3. About the Team: Team crux 

Team crux consists of a group of researchers at the Institute of Physics at the University of Freiburg. Team crux has previously won two DREAM competitions, the DREAM6 Parameter Estimation Challenge and the DREAM7 Network Inference Challenge.

  • Dr. Clemens Kreutz | www  Clemens is a postdoctoral scholar at the Institute of Physics at the University of Freiburg. Clemens’ research focuses on mathematical modelling of cellular signal transduction, experimental design, and statistics.
  • Dr. Andreas Raue | www  Andreas is also a postdoctoral scholar at the Institute of Physics at the University of Freiburg. Andreas’ research focuses on parameter estimation, experimental design, and uncertainty analysis.
  • Bernhard Steiert | www  Bernhard is a PhD candidate at the Institute of Physics at the University of Freiburg. His research focuses on modeling erythropoietic signaling pathways in cancer, including EGF/HGF crosstalk.
  • Prof. Jens Timmer | www  Jens is a professor of mathematics and physics at the University of Freiburg. His research focuses on the development and interdisciplinary application of mathematical methods to analyse and model dynamical processes in biology and medicine. His group develops and applies mathematical methods to analyse and model these processes based on measured data. Their final aim is to help to turn the life sciences from a qualitative descriptive into a quantitative predictive science.

Team newDREAM


Participants are challenged to estimate the values of 15 unknown parameter values from a set of 30 parameters – 10 promoter affinities, 10 RNA half-lives, and 10 metabolic reaction kcats – of a recently published whole-cell model of M. genitalium (Karr et al., 2012) given the model’s structure and simulated data.
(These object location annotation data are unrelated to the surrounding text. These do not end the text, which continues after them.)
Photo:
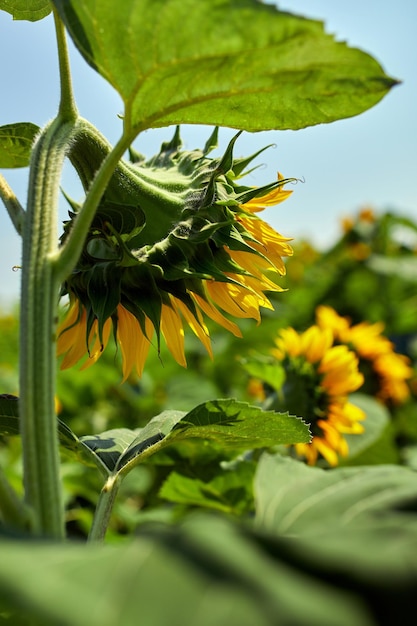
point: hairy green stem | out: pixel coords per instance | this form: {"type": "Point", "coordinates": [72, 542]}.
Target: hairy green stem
{"type": "Point", "coordinates": [12, 510]}
{"type": "Point", "coordinates": [40, 289]}
{"type": "Point", "coordinates": [67, 106]}
{"type": "Point", "coordinates": [104, 508]}
{"type": "Point", "coordinates": [12, 204]}
{"type": "Point", "coordinates": [70, 252]}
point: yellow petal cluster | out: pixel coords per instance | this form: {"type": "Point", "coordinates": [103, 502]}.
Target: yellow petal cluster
{"type": "Point", "coordinates": [333, 374]}
{"type": "Point", "coordinates": [239, 295]}
{"type": "Point", "coordinates": [371, 345]}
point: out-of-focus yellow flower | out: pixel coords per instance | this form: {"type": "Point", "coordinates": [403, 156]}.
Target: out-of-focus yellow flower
{"type": "Point", "coordinates": [319, 378]}
{"type": "Point", "coordinates": [392, 370]}
{"type": "Point", "coordinates": [215, 258]}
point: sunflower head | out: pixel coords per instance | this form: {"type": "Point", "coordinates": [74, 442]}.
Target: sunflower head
{"type": "Point", "coordinates": [174, 239]}
{"type": "Point", "coordinates": [387, 372]}
{"type": "Point", "coordinates": [318, 378]}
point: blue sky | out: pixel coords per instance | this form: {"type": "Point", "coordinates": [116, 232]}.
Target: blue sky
{"type": "Point", "coordinates": [370, 159]}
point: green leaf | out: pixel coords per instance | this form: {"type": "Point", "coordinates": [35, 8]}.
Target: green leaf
{"type": "Point", "coordinates": [236, 63]}
{"type": "Point", "coordinates": [270, 372]}
{"type": "Point", "coordinates": [229, 424]}
{"type": "Point", "coordinates": [238, 425]}
{"type": "Point", "coordinates": [16, 141]}
{"type": "Point", "coordinates": [394, 266]}
{"type": "Point", "coordinates": [110, 445]}
{"type": "Point", "coordinates": [206, 572]}
{"type": "Point", "coordinates": [230, 491]}
{"type": "Point", "coordinates": [296, 499]}
{"type": "Point", "coordinates": [32, 10]}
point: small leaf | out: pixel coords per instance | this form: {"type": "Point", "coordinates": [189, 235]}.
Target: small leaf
{"type": "Point", "coordinates": [238, 425]}
{"type": "Point", "coordinates": [110, 445]}
{"type": "Point", "coordinates": [242, 64]}
{"type": "Point", "coordinates": [229, 491]}
{"type": "Point", "coordinates": [293, 498]}
{"type": "Point", "coordinates": [32, 11]}
{"type": "Point", "coordinates": [16, 141]}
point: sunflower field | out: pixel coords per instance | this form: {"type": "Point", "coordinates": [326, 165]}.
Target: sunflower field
{"type": "Point", "coordinates": [203, 421]}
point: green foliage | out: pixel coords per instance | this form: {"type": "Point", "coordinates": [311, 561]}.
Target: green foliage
{"type": "Point", "coordinates": [16, 142]}
{"type": "Point", "coordinates": [186, 62]}
{"type": "Point", "coordinates": [23, 10]}
{"type": "Point", "coordinates": [214, 521]}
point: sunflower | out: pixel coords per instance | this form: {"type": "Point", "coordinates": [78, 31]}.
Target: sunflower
{"type": "Point", "coordinates": [181, 242]}
{"type": "Point", "coordinates": [388, 371]}
{"type": "Point", "coordinates": [319, 376]}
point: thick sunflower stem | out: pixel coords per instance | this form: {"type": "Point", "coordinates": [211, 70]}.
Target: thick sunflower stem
{"type": "Point", "coordinates": [39, 298]}
{"type": "Point", "coordinates": [104, 508]}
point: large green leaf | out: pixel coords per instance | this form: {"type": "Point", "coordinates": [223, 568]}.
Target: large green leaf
{"type": "Point", "coordinates": [229, 424]}
{"type": "Point", "coordinates": [205, 573]}
{"type": "Point", "coordinates": [293, 498]}
{"type": "Point", "coordinates": [240, 425]}
{"type": "Point", "coordinates": [32, 10]}
{"type": "Point", "coordinates": [236, 63]}
{"type": "Point", "coordinates": [16, 141]}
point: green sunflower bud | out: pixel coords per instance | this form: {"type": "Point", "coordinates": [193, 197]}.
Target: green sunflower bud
{"type": "Point", "coordinates": [173, 238]}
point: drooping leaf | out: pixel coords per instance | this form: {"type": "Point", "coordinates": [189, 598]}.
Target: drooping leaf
{"type": "Point", "coordinates": [240, 425]}
{"type": "Point", "coordinates": [110, 445]}
{"type": "Point", "coordinates": [205, 572]}
{"type": "Point", "coordinates": [236, 63]}
{"type": "Point", "coordinates": [297, 499]}
{"type": "Point", "coordinates": [32, 10]}
{"type": "Point", "coordinates": [229, 424]}
{"type": "Point", "coordinates": [16, 142]}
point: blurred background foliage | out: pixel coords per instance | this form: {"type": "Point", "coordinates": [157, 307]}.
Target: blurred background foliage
{"type": "Point", "coordinates": [369, 274]}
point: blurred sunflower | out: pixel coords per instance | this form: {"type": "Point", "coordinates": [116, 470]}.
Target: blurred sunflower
{"type": "Point", "coordinates": [387, 372]}
{"type": "Point", "coordinates": [318, 379]}
{"type": "Point", "coordinates": [175, 238]}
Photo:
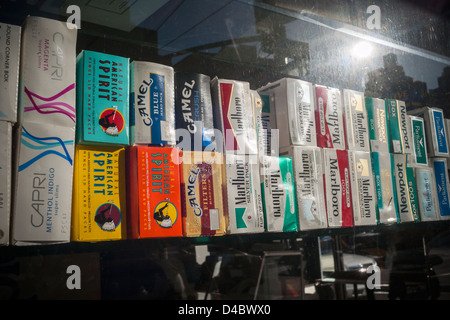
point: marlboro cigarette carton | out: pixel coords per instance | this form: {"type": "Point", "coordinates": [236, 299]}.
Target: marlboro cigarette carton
{"type": "Point", "coordinates": [202, 194]}
{"type": "Point", "coordinates": [378, 125]}
{"type": "Point", "coordinates": [47, 72]}
{"type": "Point", "coordinates": [194, 114]}
{"type": "Point", "coordinates": [356, 124]}
{"type": "Point", "coordinates": [279, 198]}
{"type": "Point", "coordinates": [154, 198]}
{"type": "Point", "coordinates": [5, 180]}
{"type": "Point", "coordinates": [408, 207]}
{"type": "Point", "coordinates": [233, 115]}
{"type": "Point", "coordinates": [99, 194]}
{"type": "Point", "coordinates": [385, 187]}
{"type": "Point", "coordinates": [9, 70]}
{"type": "Point", "coordinates": [363, 188]}
{"type": "Point", "coordinates": [102, 99]}
{"type": "Point", "coordinates": [338, 191]}
{"type": "Point", "coordinates": [329, 118]}
{"type": "Point", "coordinates": [152, 115]}
{"type": "Point", "coordinates": [245, 212]}
{"type": "Point", "coordinates": [399, 126]}
{"type": "Point", "coordinates": [294, 109]}
{"type": "Point", "coordinates": [43, 184]}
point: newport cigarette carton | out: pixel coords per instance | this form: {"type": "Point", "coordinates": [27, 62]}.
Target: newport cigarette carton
{"type": "Point", "coordinates": [202, 194]}
{"type": "Point", "coordinates": [329, 118]}
{"type": "Point", "coordinates": [152, 98]}
{"type": "Point", "coordinates": [47, 72]}
{"type": "Point", "coordinates": [338, 192]}
{"type": "Point", "coordinates": [378, 124]}
{"type": "Point", "coordinates": [102, 99]}
{"type": "Point", "coordinates": [153, 192]}
{"type": "Point", "coordinates": [309, 185]}
{"type": "Point", "coordinates": [5, 180]}
{"type": "Point", "coordinates": [408, 206]}
{"type": "Point", "coordinates": [294, 110]}
{"type": "Point", "coordinates": [9, 70]}
{"type": "Point", "coordinates": [385, 187]}
{"type": "Point", "coordinates": [99, 194]}
{"type": "Point", "coordinates": [43, 184]}
{"type": "Point", "coordinates": [356, 123]}
{"type": "Point", "coordinates": [233, 116]}
{"type": "Point", "coordinates": [279, 198]}
{"type": "Point", "coordinates": [363, 188]}
{"type": "Point", "coordinates": [194, 113]}
{"type": "Point", "coordinates": [245, 211]}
The solution needs to answer two questions: 1. Identify parameter candidates. 2. Minimize parameter distance given the candidate parameters. Since the model is too ‘big’ and simulations take very long time, we could not thoroughly seek the entire parameter space to get near-perfect solutions within the limited time. Therefore, our strategy includes:

1) Use wild type/gold standard/ downloaded perturbation datasets to identify the (potentially modified) parameters most sensitive to cell growth.

2) Observe the high-throughput data. Divide the potentially modified parameters into three groups (A, too time-consuming to get optimized; B, hard to get optimized; C, easy to get optimized) based on the observation.

3) Make educated guesses for parameters in group A firstly, and then try to optimize parameters in group B with fixing parameters in group A. Finally, optimize parameters in group C.

3. About the Team: newDream 

newDream includes a team of researchers from the University of Texas Southwestern. Last year team newDream won the DREAM Drug Sensitivity Prediction Challenge.

Dr. Jichen Yang | www Jichen is a postdoctoral scholar at the University of Texas at Southwestern.

Yajuan Li

Dr. Hao Tang | www: Hao is a postdoctoral fellow at the QBCR at the University of Texas Southwestern.

Tao Wang | www: Tao is a graduate student at the QBCR at the University of Texas Southwestern.

Dr. Yueming Liu | www: Yueming is a mathematician at the University of Texas at Arlington.

Prof. Yang Xie | www: Yang is a professor of in the Department of Clinical Science at the University of Texas Southwestern.

Prof. Guanghua Xiao | www: Guanghua is a professor of in the Department of Clinical Science at the University of Texas Southwestern.